Changed are made by the patch.

<action-state id="submit">
 <action bean="authenticationViaFormAction" method="submit" />
  <transition on="warn" to="warn" />
  <transition on="success" to="sendOwaTicket" />
  <transition on="error" to="viewLoginForm" />
</action-state>

<action-state id="sendOwaTicket">
 <action bean="sendOwaTicketAction" method="submit" />
  <transition on="success" to="sendTicketGrantingTicket" />
</action-state>

<action-state id="sendTicketGrantingTicket">
  <action bean="sendTicketGrantingTicketAction" />
  <transition on="success" to="serviceCheck" />
</action-state>

The action-state sendOwaTicket is included between submit(success) and sendTicketGrantingTicket.

cas-servlet.xml

The logout mapping is changed to include OWA logout (which delete OWA cookies)
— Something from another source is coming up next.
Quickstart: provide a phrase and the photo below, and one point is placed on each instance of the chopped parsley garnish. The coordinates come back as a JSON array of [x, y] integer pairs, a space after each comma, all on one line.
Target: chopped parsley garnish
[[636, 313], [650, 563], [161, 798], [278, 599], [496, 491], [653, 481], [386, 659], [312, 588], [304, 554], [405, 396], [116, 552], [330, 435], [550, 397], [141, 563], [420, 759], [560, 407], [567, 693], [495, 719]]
<bean id="handlerMappingC" class="org.springframework.web.servlet.handler.SimpleUrlHandlerMapping">
 <property name="mappings">
    <props>
       <prop key="/logout">
            logoutControllerSupportOWA
       </prop>
\[...\]

<bean id="logoutControllerSupportOWA" class="org.jasig.cas.support.owa.LogoutControllerSupportOWA"
     p:centralAuthenticationService-ref="centralAuthenticationService"
     p:logoutView="casLogoutView"
     p:warnCookieGenerator-ref="warnCookieGenerator"
     p:OWASessionCookieGenerator-ref="OWASessionCookieGenerator"
     p:OWACadataCookieGenerator-ref="OWACadataCookieGenerator"
     p:followServiceRedirects="true"
     p:ticketGrantingTicketCookieGenerator-ref="ticketGrantingTicketCookieGenerator" />

The OWAConnection bean is configured in this file too :

<bean id="OWAConnection"
   p:host="real-owa-server"
   p:port="443"
   p:scheme="https"
   p:owaauth="/exchweb/bin/auth/owaauth.dll"
   p:owalogon="/exchweb/bin/auth/owalogon.asp"
   p:trusted="4"
   p:flags="4"
   p:destination="/exchange/"
/>

Change the p:host according to your system (put your OWA real server). The p:flags configuration with value 4 means that the connection is a public connection (to be sure that the OWA cookie will expire after the CAS cookie).

How to debug ?

I use Firefox, Firebug (to see urls call, http header and OWA response) and AnEC Cookie Editor (to play with cookies).